La vente à réméré est une vente immobilière assortie d’une clause qui réserve au vendeur le droit de racheter son bien dans un délai déterminé. L’article 1659 du Code civil la définit ainsi : « La faculté de rachat est un pacte par lequel le vendeur se réserve de reprendre la chose vendue, moyennant la restitution du prix principal et le remboursement dont il est parlé à l’article 1673. »

Concrètement, un propriétaire en difficulté vend son bien à un investisseur, reçoit immédiatement le prix de vente, mais conserve le droit exclusif de racheter ce bien dans un délai qui ne peut excéder cinq ans (article 1660 du Code civil). Pendant cette période, le vendeur peut continuer à occuper le logement en versant une indemnité d’occupation mensuelle à l’acquéreur.

Vente à réméré et portage immobilier : la même opération

Le terme « portage immobilier » est un synonyme commercial de la vente à réméré. Les deux expressions désignent la même opération juridique, régie par les mêmes articles du Code civil. Le portage immobilier est simplement le nom utilisé par les organismes spécialisés pour désigner la vente avec faculté de rachat appliquée aux biens résidentiels. Quelle que soit l’appellation, le cadre juridique est identique.

La nature juridique : une vente sous condition résolutoire

Sur le plan juridique, la vente à réméré est une vente sous condition résolutoire. Le transfert de propriété est immédiat : l’acquéreur devient pleinement propriétaire dès la signature de l’acte. Cependant, si le vendeur exerce sa faculté de rachat dans le délai convenu, la vente est anéantie rétroactivement. Tout se passe alors comme si la vente n’avait jamais eu lieu.

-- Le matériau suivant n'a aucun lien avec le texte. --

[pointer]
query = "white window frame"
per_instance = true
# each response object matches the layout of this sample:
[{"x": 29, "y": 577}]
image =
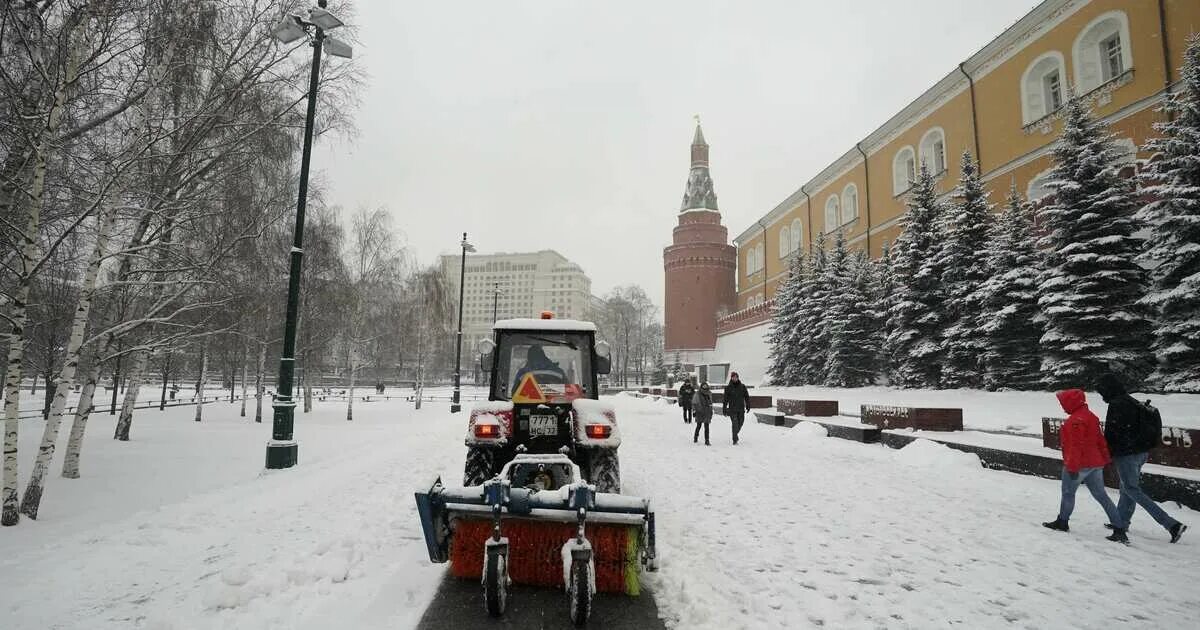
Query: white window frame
[
  {"x": 849, "y": 204},
  {"x": 832, "y": 213},
  {"x": 904, "y": 169},
  {"x": 1087, "y": 55},
  {"x": 1033, "y": 85},
  {"x": 933, "y": 150}
]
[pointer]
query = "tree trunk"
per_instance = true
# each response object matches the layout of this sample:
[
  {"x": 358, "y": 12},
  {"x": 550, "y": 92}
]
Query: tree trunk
[
  {"x": 65, "y": 382},
  {"x": 244, "y": 370},
  {"x": 166, "y": 373},
  {"x": 75, "y": 443},
  {"x": 203, "y": 382},
  {"x": 131, "y": 397},
  {"x": 117, "y": 381},
  {"x": 258, "y": 383}
]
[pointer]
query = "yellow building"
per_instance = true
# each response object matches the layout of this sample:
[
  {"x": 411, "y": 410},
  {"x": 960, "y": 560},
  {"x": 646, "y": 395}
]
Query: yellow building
[{"x": 1003, "y": 105}]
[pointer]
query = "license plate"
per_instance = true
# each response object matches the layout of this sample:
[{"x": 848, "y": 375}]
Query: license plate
[{"x": 543, "y": 425}]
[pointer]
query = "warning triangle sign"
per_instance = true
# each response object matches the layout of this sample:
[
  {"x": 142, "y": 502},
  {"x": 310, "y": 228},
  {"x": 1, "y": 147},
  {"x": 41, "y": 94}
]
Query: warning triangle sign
[{"x": 528, "y": 390}]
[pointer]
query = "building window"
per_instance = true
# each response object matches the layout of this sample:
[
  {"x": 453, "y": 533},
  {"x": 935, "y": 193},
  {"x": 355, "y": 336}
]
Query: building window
[
  {"x": 933, "y": 150},
  {"x": 832, "y": 213},
  {"x": 1042, "y": 87},
  {"x": 849, "y": 204},
  {"x": 1102, "y": 51},
  {"x": 904, "y": 169}
]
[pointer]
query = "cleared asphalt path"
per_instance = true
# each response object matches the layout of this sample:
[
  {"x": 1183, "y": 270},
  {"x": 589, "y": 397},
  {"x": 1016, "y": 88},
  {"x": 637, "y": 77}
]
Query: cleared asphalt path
[{"x": 459, "y": 605}]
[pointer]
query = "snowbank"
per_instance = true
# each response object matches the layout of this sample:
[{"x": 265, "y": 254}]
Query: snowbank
[
  {"x": 1019, "y": 412},
  {"x": 925, "y": 454}
]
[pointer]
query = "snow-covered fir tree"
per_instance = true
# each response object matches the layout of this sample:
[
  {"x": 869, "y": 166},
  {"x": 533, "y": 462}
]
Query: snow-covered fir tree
[
  {"x": 853, "y": 351},
  {"x": 883, "y": 298},
  {"x": 1174, "y": 241},
  {"x": 1091, "y": 281},
  {"x": 965, "y": 258},
  {"x": 785, "y": 333},
  {"x": 916, "y": 316},
  {"x": 1009, "y": 334},
  {"x": 814, "y": 340}
]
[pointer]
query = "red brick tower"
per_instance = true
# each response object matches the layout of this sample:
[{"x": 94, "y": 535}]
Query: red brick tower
[{"x": 700, "y": 264}]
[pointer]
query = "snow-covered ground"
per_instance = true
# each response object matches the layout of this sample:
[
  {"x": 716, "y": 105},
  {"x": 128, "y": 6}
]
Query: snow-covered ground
[
  {"x": 181, "y": 528},
  {"x": 1019, "y": 412}
]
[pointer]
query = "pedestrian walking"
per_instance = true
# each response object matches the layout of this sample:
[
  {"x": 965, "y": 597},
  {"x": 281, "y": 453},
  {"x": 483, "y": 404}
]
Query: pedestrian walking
[
  {"x": 736, "y": 403},
  {"x": 702, "y": 412},
  {"x": 685, "y": 393},
  {"x": 1132, "y": 435},
  {"x": 1084, "y": 456}
]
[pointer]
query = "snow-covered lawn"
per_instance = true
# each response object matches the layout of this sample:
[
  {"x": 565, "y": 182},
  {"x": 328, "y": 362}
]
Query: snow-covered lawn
[
  {"x": 792, "y": 529},
  {"x": 1019, "y": 412},
  {"x": 181, "y": 528}
]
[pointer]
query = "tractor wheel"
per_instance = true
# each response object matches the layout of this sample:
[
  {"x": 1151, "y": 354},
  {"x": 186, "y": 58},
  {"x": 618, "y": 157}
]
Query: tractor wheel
[
  {"x": 604, "y": 471},
  {"x": 479, "y": 466},
  {"x": 496, "y": 585},
  {"x": 580, "y": 591}
]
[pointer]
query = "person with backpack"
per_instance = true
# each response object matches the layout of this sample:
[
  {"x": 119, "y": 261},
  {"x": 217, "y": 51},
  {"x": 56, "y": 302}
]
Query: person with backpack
[
  {"x": 1133, "y": 430},
  {"x": 685, "y": 393},
  {"x": 1084, "y": 457},
  {"x": 736, "y": 403},
  {"x": 702, "y": 412}
]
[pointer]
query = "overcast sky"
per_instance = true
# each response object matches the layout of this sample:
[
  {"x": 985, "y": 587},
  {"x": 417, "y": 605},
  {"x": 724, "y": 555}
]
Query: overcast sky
[{"x": 567, "y": 125}]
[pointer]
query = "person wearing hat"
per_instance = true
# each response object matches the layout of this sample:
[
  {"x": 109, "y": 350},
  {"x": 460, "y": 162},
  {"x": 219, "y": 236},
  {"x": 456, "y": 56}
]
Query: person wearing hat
[
  {"x": 736, "y": 403},
  {"x": 702, "y": 412}
]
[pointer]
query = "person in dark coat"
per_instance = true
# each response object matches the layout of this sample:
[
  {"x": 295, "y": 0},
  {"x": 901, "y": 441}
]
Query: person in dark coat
[
  {"x": 1131, "y": 444},
  {"x": 685, "y": 393},
  {"x": 736, "y": 403},
  {"x": 702, "y": 412},
  {"x": 1084, "y": 457}
]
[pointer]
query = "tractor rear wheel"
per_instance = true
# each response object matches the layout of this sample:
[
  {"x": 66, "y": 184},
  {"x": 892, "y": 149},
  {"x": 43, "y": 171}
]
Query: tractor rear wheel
[
  {"x": 580, "y": 591},
  {"x": 479, "y": 468},
  {"x": 496, "y": 583},
  {"x": 604, "y": 471}
]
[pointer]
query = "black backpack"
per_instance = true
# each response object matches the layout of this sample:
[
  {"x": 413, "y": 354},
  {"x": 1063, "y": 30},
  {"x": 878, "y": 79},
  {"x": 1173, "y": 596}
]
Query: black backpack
[{"x": 1151, "y": 425}]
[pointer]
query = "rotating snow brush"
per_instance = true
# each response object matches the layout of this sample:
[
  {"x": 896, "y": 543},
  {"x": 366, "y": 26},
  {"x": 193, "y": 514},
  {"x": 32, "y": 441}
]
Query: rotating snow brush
[{"x": 535, "y": 531}]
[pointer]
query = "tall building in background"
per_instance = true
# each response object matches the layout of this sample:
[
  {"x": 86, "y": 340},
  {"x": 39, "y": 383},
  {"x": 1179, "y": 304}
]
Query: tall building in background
[
  {"x": 700, "y": 267},
  {"x": 516, "y": 285}
]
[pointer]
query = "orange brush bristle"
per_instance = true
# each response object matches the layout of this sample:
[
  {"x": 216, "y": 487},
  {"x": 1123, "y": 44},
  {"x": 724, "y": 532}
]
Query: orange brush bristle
[{"x": 534, "y": 552}]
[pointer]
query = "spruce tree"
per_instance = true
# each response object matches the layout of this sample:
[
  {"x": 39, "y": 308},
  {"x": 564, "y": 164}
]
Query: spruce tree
[
  {"x": 1091, "y": 282},
  {"x": 1174, "y": 241},
  {"x": 1009, "y": 334},
  {"x": 965, "y": 256},
  {"x": 814, "y": 343},
  {"x": 785, "y": 334},
  {"x": 853, "y": 352},
  {"x": 883, "y": 298},
  {"x": 916, "y": 316}
]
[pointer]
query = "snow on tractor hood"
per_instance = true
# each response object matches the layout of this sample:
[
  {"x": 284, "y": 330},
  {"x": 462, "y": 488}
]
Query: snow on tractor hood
[
  {"x": 573, "y": 325},
  {"x": 589, "y": 412}
]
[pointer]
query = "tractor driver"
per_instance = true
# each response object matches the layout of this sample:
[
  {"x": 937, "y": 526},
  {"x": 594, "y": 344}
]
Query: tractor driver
[{"x": 541, "y": 365}]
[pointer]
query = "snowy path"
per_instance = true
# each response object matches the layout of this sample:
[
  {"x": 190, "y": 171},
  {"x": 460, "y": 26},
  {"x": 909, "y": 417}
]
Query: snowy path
[
  {"x": 790, "y": 529},
  {"x": 183, "y": 529}
]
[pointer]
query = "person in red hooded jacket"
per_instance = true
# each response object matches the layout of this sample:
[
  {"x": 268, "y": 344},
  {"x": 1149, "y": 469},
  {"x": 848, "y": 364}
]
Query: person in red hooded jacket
[{"x": 1085, "y": 454}]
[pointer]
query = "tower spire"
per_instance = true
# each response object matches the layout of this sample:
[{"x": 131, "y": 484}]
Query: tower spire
[{"x": 699, "y": 195}]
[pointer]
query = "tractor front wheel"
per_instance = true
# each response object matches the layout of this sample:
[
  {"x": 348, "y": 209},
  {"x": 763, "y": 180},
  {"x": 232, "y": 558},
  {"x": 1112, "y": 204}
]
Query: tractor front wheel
[
  {"x": 604, "y": 471},
  {"x": 479, "y": 468}
]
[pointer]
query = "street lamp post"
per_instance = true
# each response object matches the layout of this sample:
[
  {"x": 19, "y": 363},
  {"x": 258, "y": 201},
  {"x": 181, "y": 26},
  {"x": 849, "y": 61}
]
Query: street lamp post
[
  {"x": 455, "y": 407},
  {"x": 282, "y": 450}
]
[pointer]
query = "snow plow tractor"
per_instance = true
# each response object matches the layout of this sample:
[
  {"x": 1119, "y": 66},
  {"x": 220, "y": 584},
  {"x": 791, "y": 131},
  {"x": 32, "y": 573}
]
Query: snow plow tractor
[{"x": 541, "y": 501}]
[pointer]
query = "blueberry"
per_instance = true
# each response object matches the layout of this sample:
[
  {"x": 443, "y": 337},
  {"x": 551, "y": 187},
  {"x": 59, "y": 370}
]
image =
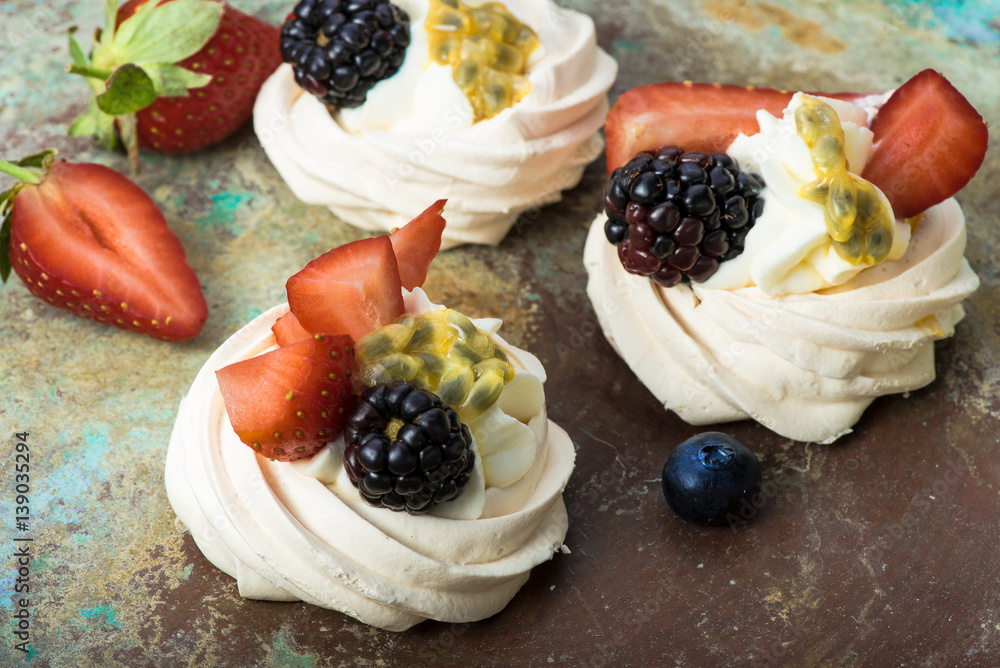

Cette nature juridique a été confirmée par une jurisprudence constante de la Cour de cassation. Il ne s’agit pas de deux ventes successives, mais d’une vente unique dont l’exercice du rachat constitue une condition résolutoire — un cas particulier de condition dite « potestative » (dépendant de la volonté d’une seule partie), que la loi autorise expressément pour le réméré.

Comment fonctionne la vente à réméré ? Les étapes concrètes

Étape 1 — Évaluation du bien et accord sur les conditions

Le propriétaire fait évaluer son bien immobilier, généralement par un expert indépendant. Le prix de vente en réméré est inférieur à la valeur de marché : il faut compter une décote de 20 à 40 % pour compenser le risque pris par l’investisseur et la contrainte de la faculté de rachat. Les parties conviennent du prix de vente, du prix de rachat (qui peut être différent), de la durée de la faculté de rachat et du montant de l’indemnité d’occupation mensuelle.

Étape 2 — Signature chez le notaire

La vente à réméré portant sur un bien immobilier doit obligatoirement être formalisée par acte authentique devant notaire. L’acte mentionne expressément la clause de faculté de rachat, sa durée, le prix de rachat et les conditions d’occupation du bien. Le notaire procède ensuite à la publication de l’acte au fichier immobilier (Service de publicité foncière). Cette publication est essentielle : l’article 1673 du Code civil conditionne l’opposabilité du réméré aux tiers à cette formalité.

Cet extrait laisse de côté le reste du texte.